A quiet evening in was disturbed when images emerged on twitter of a 1st winter male Pied Wheatear on the seawall of Meols, Cheshire! A first for the county and the first BBRC Wheatear sp. to occur on the Wirral peninsula following multiple Desert Wheatear in Lancashire and North Wales. Given it was a county tick I couldn’t afford to miss out on and I had my day off university, it was time to hit the road for another trip back home to nail this stonking bird…and to collect a Eurasian Woodcock which had been blown out the sky by fireworks the night previous.
One of the best aspects of twitching is for me the socialisation of it. Indeed it was brilliant to meet up with some of the Wirral gang and a few faces I hadn’t seen in a while such as Eddie Williams, Jeff Clarke, Steve Hinde, Allan Conlin, Rob & Fiona Bithell and Bardsey’s very own Steve Stansfield. But this bird, it was something else! From the images that had been posted on Dee Estuary Birding, the bird seemed to be showing well. But on arrival it was just simply ridiculous, at one point when I was catching up with S. Stansfield it flew towards and landed several inches away from it, close enough to to pick up yourself. It’s the best bird I’ve seen in the county this year. But it’s a shame to hear that as I’m writing this report a small group of photographers have placed down meal worms in order to get ‘the views they want’, when there is no need for it. It’s worth mentioning that during the five hours I was on site, not a single person brought out or even suggested the ideal of putting out artificial food.

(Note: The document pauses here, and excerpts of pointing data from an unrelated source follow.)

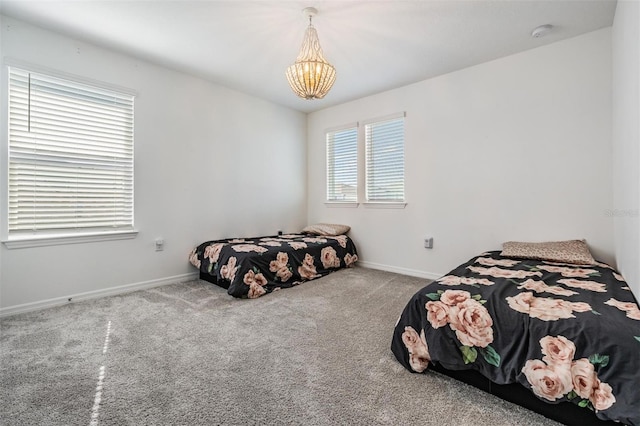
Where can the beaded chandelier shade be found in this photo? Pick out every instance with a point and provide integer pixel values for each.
(311, 76)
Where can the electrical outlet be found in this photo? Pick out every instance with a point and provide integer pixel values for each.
(428, 242)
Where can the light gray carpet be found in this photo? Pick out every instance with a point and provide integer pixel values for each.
(189, 354)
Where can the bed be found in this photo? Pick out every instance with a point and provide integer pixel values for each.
(558, 334)
(253, 267)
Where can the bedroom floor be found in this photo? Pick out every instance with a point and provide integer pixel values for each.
(188, 353)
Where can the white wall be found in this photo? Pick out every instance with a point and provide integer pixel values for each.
(514, 149)
(626, 139)
(209, 163)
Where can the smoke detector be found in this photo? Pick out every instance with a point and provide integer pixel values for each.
(541, 31)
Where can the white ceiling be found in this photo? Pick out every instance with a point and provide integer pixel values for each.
(374, 45)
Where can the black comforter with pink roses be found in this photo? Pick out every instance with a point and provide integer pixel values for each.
(252, 267)
(565, 332)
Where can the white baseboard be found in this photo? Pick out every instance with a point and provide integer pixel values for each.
(398, 270)
(49, 303)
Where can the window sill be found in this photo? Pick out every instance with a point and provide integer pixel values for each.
(59, 239)
(341, 204)
(385, 205)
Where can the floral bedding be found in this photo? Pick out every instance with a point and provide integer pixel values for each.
(566, 332)
(252, 267)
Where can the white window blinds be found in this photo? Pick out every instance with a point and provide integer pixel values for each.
(384, 152)
(342, 164)
(70, 156)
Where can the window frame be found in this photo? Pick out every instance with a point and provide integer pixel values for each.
(382, 203)
(57, 236)
(332, 201)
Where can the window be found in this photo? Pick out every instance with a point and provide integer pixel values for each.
(342, 164)
(384, 155)
(70, 157)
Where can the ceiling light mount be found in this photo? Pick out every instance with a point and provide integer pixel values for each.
(311, 76)
(541, 31)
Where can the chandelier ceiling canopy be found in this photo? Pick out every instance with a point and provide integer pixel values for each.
(311, 76)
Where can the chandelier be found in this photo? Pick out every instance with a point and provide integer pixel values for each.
(311, 76)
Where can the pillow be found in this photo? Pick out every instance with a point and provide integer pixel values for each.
(326, 229)
(572, 251)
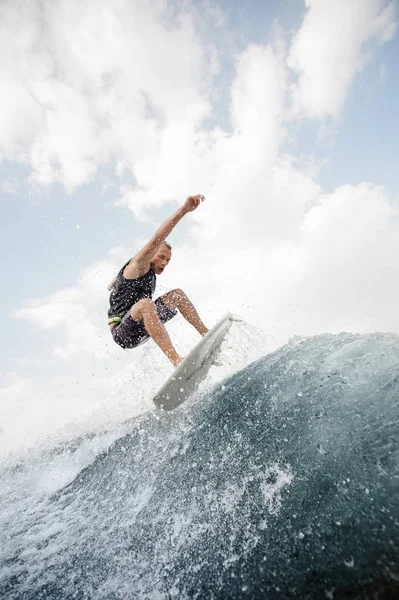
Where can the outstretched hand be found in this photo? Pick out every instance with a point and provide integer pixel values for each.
(193, 202)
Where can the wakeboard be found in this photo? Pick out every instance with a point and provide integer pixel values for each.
(183, 381)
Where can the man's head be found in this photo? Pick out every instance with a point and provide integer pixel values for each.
(161, 258)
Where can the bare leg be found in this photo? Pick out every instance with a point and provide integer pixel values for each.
(146, 311)
(178, 299)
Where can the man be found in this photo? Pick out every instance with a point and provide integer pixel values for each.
(133, 317)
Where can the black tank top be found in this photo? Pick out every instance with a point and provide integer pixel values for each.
(126, 292)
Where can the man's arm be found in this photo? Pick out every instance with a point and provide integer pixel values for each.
(140, 263)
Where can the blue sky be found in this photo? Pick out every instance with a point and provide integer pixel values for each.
(283, 113)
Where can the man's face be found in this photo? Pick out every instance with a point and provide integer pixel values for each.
(161, 259)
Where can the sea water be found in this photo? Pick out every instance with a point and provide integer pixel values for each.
(280, 480)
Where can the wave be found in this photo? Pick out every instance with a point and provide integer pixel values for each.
(279, 482)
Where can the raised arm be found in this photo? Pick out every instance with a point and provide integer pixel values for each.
(140, 263)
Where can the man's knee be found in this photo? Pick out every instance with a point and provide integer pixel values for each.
(141, 307)
(178, 293)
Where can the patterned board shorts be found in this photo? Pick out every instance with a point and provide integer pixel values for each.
(130, 333)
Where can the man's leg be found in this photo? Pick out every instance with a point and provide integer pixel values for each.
(146, 311)
(178, 299)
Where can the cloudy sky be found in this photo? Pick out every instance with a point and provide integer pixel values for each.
(284, 114)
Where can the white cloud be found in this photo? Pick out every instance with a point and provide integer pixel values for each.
(65, 113)
(334, 42)
(267, 244)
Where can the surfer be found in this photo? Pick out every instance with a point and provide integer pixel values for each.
(133, 317)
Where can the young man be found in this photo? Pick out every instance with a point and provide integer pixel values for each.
(133, 317)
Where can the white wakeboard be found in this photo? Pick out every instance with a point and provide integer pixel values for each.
(183, 382)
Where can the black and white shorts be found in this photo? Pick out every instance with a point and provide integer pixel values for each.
(130, 333)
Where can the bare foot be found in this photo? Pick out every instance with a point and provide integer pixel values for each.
(177, 362)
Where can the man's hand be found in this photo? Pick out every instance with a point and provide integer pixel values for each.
(193, 202)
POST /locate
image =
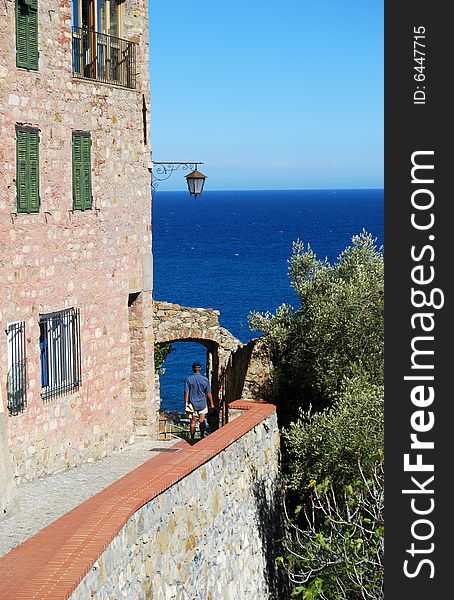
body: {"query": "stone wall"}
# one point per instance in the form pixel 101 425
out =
pixel 248 372
pixel 209 536
pixel 8 489
pixel 60 258
pixel 173 322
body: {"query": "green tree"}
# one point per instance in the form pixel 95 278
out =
pixel 328 387
pixel 336 333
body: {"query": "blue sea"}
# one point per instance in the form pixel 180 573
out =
pixel 229 250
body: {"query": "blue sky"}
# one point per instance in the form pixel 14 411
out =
pixel 269 95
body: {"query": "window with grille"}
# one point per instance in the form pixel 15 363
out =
pixel 27 34
pixel 17 376
pixel 59 342
pixel 82 196
pixel 27 169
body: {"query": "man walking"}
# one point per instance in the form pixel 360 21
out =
pixel 197 391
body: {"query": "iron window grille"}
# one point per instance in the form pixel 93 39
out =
pixel 59 342
pixel 17 374
pixel 104 57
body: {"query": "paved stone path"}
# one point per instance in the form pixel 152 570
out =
pixel 45 499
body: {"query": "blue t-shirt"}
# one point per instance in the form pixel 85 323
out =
pixel 198 387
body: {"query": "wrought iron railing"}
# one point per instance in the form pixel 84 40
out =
pixel 17 374
pixel 59 342
pixel 103 57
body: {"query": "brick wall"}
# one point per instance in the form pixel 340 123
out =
pixel 60 258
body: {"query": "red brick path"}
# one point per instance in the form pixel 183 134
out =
pixel 52 563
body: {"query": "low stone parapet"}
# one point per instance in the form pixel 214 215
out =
pixel 198 522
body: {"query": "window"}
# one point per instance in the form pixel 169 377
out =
pixel 16 379
pixel 27 34
pixel 99 50
pixel 27 169
pixel 60 352
pixel 82 198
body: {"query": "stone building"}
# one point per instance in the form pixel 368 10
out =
pixel 76 336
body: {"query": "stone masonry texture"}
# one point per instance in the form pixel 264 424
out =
pixel 92 260
pixel 206 537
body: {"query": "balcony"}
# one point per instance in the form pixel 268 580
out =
pixel 101 57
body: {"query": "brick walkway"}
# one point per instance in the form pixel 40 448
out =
pixel 45 499
pixel 57 558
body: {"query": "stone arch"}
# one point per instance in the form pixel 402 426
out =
pixel 176 323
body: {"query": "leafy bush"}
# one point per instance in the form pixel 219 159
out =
pixel 328 387
pixel 330 443
pixel 336 333
pixel 338 555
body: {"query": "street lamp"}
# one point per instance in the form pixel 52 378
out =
pixel 161 171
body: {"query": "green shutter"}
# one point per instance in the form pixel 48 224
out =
pixel 21 170
pixel 33 37
pixel 82 195
pixel 27 170
pixel 86 161
pixel 77 172
pixel 33 177
pixel 27 34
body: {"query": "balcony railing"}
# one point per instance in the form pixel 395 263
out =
pixel 102 57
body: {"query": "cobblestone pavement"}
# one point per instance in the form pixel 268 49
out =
pixel 47 498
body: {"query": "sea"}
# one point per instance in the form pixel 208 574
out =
pixel 229 250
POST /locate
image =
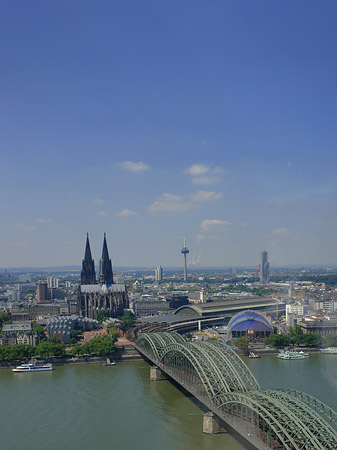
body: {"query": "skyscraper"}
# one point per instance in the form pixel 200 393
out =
pixel 264 268
pixel 158 273
pixel 88 274
pixel 185 251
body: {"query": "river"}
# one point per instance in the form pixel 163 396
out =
pixel 94 407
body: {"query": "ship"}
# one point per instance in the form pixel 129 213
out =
pixel 329 350
pixel 253 355
pixel 33 366
pixel 292 355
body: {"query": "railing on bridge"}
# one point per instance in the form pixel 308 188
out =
pixel 278 419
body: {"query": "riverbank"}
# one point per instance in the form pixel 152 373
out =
pixel 123 353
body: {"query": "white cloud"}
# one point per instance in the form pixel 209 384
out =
pixel 281 232
pixel 23 227
pixel 43 220
pixel 206 180
pixel 206 196
pixel 134 166
pixel 99 201
pixel 170 203
pixel 200 237
pixel 126 213
pixel 209 224
pixel 197 169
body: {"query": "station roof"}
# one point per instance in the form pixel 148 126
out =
pixel 214 308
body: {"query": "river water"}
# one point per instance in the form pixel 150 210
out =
pixel 94 407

On another note, it had been suggested by a few later on that this ‘Pied’ Wheatear, could infact be the much rarer ‘Eastern’ Black-eared Wheatear due to its boarder black tail band. But as much as I wish it was one, I’m afraid it’s not as the black tail band does fit within variation that is shown Pied populations and others features that are pro Pied include the black throat extending to the scaps and the base feathers to the mantle are black.
Once the rain front hit it was time to call it a day and head back home to collect a Eurasian Woodcock that had been taken out by fireworks, before getting the train back up to Carlisle in preparation for a full day of Uni.